Pregnancy and M.E. – Are There Risks Involved?
No doubt quite a number of women who have M.E. have successful pregnancies. Advice is commonly given from patient support groups that M.E. will not harm the baby. No one denies that there will be extra fatigue during the early years of caring for babies and young children.
However, the most serious questions in the minds of women who have diagnosed M.E. and wish to have a baby, are these:
What chance is there that my illness could harm the baby? Can M.E. be passed on to a young child? Will my husband and I be able to cope with the extra demands of pregnancy, labour, and sleep loss after the birth?

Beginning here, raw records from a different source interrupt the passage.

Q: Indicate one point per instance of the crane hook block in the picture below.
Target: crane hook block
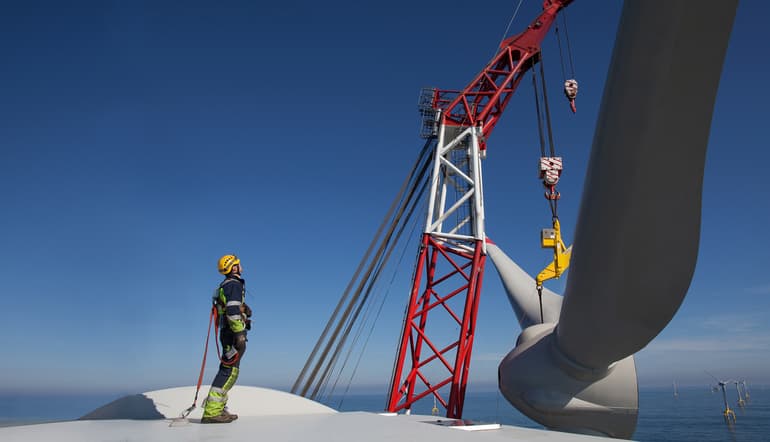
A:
(570, 90)
(551, 239)
(550, 170)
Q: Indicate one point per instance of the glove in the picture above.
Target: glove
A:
(240, 343)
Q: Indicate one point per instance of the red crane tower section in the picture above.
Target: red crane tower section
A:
(452, 255)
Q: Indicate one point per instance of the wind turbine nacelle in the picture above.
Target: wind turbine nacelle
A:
(544, 384)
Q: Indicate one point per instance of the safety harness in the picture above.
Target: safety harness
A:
(213, 319)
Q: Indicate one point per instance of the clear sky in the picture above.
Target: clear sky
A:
(140, 141)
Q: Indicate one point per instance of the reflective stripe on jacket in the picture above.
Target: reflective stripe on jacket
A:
(229, 297)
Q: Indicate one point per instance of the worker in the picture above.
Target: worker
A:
(234, 315)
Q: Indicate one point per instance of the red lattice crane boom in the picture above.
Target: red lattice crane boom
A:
(452, 255)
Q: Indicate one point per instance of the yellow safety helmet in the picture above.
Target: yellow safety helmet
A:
(226, 263)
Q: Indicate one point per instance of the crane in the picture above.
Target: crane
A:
(452, 251)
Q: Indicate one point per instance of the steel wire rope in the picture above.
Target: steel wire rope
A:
(364, 259)
(369, 281)
(569, 45)
(354, 298)
(373, 284)
(382, 303)
(356, 274)
(508, 28)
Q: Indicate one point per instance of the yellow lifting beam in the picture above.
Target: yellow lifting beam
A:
(551, 239)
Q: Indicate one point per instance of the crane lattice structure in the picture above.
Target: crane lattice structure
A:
(452, 255)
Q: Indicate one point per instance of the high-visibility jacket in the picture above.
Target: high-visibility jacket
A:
(229, 298)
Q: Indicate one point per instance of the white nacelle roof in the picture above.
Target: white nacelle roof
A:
(266, 415)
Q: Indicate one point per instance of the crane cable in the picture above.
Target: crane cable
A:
(402, 201)
(570, 85)
(550, 171)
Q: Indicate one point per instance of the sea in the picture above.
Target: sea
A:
(694, 415)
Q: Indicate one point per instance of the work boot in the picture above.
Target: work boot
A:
(226, 412)
(220, 419)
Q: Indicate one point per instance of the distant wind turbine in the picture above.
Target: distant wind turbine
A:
(728, 413)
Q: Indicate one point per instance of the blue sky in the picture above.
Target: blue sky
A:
(139, 141)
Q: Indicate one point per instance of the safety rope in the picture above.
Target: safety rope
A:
(203, 365)
(237, 356)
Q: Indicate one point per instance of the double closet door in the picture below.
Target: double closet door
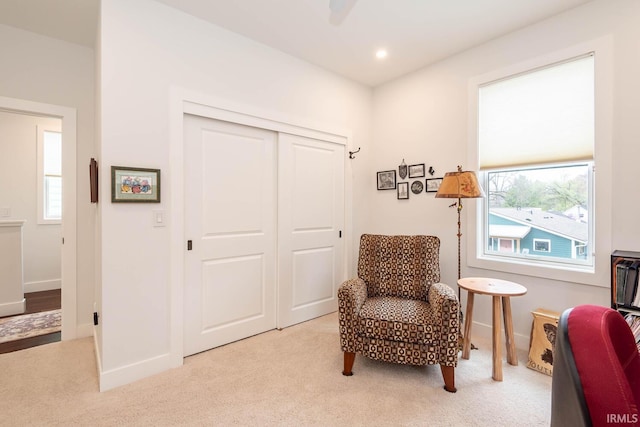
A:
(264, 214)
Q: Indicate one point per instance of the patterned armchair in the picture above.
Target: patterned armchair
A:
(396, 310)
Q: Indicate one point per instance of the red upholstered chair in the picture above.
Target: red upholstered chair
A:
(596, 370)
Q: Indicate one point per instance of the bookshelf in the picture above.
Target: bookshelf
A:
(625, 289)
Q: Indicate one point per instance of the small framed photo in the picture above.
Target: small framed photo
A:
(387, 180)
(93, 180)
(403, 190)
(416, 171)
(433, 184)
(135, 185)
(417, 187)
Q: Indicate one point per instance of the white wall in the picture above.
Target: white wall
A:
(50, 71)
(18, 173)
(424, 117)
(146, 50)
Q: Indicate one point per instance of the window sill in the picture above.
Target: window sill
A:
(587, 275)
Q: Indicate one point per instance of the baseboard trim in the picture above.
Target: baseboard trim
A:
(42, 285)
(136, 371)
(11, 308)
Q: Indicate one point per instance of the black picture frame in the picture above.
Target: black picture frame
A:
(416, 171)
(386, 180)
(135, 185)
(417, 187)
(403, 190)
(433, 184)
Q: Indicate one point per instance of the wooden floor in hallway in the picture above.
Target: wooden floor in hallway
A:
(35, 303)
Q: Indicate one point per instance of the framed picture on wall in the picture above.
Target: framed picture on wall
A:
(130, 184)
(387, 180)
(433, 184)
(93, 180)
(403, 190)
(416, 187)
(416, 171)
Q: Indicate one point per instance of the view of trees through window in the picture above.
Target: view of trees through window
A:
(550, 189)
(540, 212)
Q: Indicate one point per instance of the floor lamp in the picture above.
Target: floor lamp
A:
(459, 185)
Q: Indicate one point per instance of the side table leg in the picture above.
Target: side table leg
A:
(466, 341)
(512, 357)
(497, 353)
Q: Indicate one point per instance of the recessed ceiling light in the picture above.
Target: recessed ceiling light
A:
(381, 54)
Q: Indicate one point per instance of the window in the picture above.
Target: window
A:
(541, 245)
(49, 177)
(536, 150)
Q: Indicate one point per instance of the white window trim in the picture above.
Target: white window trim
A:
(40, 169)
(599, 274)
(547, 241)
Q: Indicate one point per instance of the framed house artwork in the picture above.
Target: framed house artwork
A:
(139, 185)
(416, 171)
(433, 184)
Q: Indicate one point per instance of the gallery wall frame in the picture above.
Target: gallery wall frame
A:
(93, 180)
(135, 185)
(403, 190)
(433, 184)
(416, 171)
(386, 180)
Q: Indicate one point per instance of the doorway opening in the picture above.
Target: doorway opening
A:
(67, 237)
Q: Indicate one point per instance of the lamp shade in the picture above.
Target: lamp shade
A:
(460, 184)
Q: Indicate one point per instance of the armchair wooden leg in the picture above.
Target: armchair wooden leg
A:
(348, 363)
(448, 374)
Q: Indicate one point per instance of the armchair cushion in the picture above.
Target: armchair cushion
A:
(399, 266)
(397, 319)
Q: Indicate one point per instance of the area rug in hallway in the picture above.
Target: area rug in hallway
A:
(30, 325)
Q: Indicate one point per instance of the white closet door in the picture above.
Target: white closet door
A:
(310, 224)
(230, 217)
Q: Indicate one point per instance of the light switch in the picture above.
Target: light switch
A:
(158, 218)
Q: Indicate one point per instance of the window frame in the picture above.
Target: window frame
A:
(598, 273)
(41, 185)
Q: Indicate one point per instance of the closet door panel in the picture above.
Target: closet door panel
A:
(310, 224)
(230, 219)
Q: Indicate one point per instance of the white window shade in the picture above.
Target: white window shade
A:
(541, 117)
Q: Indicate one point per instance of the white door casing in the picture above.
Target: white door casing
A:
(310, 227)
(230, 217)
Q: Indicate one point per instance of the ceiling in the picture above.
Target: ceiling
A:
(416, 33)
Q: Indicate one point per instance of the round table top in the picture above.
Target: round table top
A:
(488, 286)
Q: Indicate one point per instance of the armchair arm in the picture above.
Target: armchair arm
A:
(351, 297)
(446, 311)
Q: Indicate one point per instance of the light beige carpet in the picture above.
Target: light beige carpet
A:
(280, 378)
(30, 325)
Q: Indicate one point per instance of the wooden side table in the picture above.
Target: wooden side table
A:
(497, 289)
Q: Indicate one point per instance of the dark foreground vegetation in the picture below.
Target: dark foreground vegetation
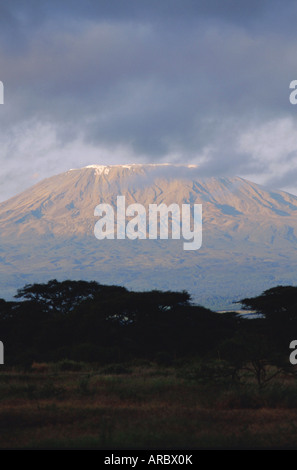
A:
(94, 366)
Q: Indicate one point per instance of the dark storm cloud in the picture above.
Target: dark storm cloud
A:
(180, 80)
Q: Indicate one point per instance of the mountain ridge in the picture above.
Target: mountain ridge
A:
(249, 233)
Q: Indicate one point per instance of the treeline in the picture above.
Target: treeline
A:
(87, 321)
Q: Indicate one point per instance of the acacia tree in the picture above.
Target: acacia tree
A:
(63, 296)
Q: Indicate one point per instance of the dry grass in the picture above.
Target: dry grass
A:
(144, 409)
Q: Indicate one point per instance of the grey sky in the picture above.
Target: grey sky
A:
(123, 81)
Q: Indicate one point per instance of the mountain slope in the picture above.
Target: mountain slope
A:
(249, 233)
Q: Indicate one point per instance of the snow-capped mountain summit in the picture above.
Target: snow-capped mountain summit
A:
(249, 233)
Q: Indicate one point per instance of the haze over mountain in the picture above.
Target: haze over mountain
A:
(249, 234)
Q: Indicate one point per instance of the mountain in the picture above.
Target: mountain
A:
(249, 237)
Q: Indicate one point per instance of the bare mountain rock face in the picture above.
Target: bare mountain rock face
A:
(249, 238)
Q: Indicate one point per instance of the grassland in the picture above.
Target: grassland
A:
(142, 406)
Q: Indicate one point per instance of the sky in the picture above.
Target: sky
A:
(202, 82)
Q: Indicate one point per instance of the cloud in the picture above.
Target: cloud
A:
(184, 81)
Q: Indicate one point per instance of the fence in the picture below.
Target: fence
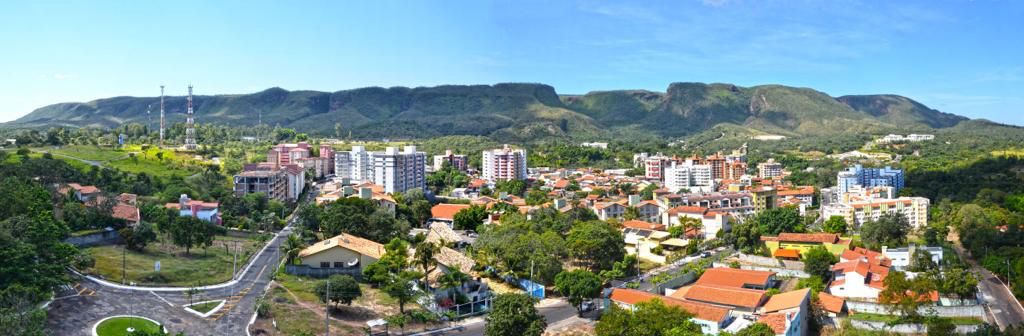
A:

There are no simple answers to these questions. Early research has found a small but definite number of M.E. pregnancies that have not progressed normally. Any virus, if active during early pregnancy, may occasionally cause miscarriage, or abnormalities in the newborn. Rubella (German measles virus) and cytomegalovirus are well-known culprits. In a 35-year follow-up of family contacts of proven cases of enterovirus infection (in one area of England), Dr John Richardson, general practitioner, estimated a foetal loss of 30 per cent (of which at least 5 per cent is natural loss). This includes miscarriage, stillbirth and congenital abnormalities. (Personal communication from Dr E. Dowsett.)
There is also the probability that there is some inherited factor which may make the child more susceptible to M.E. -in the same way that a tendency to allergies is inherited (and seems to be more common among relatives of M.E. sufferers). In this way a mother may pass on a gene that makes the child vulnerable to getting M.E. Further research may clarify this potential hazard of childbearing. Any inherited susceptibility to M.E. applies, of course, to fathers as well as mothers. Some M.E. women feel better throughout pregnancy (which is a natural immune suppressant), but relapse after an exhausting birth, or with the post-natal drop in hormones. Some are ill throughout pregnancy. The consensus of advice from doctors, and from mothers who have experience of M.E., is to put off pregnancy until the M.E. has stabilized and signs suggesting infection (e.g. fevers, diarrhoea , lymph glands, throat infections) are settled.
Then, only consider it if the mum-to-be can rest well during pregnancy, and if plenty of domestic help is planned (and budgeted for - more important than fancy frills for the baby) after the birth. I have not heard of any evidence to show that breast-feeding passes on M.E. to an infant. Breast-milk, if available, will provide the best protection against other infection, and also the best source of natural GLA (an essential fatty acid) to protect the infant against developing allergies. Obviously good nutrition is supremely important during pregnancy and while breast-feeding. A useful source of information on nutrition for pregnancy, especially for women with allergies, chronic infections or a history of pregnancy disasters of any kind, is the organization Foresight.
Even the strongest of new mothers can suffer from post-natal depression, lack of sleep, and exhaustion. M.E. will not exempt you from these tribulations! However, the joy of a new child may well outweigh the problems, and a decision about embarking on a pregnancy must be yours and your partner's.
The question of drugs during labour, such as painkillers, gas and air, or an epidural, is one to discuss beforehand with your obstetrician and midwife. Many women with M.E. do cope quite well with labour, however exhaustion in the second stage may set in earlier than normal, so that there may be a greater likelihood of needing help (e.g. forceps) with delivery. It is wise to let the health workers concerned with your pregnancy and delivery know in advance about M.E. and how it affects you, emphasizing the nature of the muscle fatigability.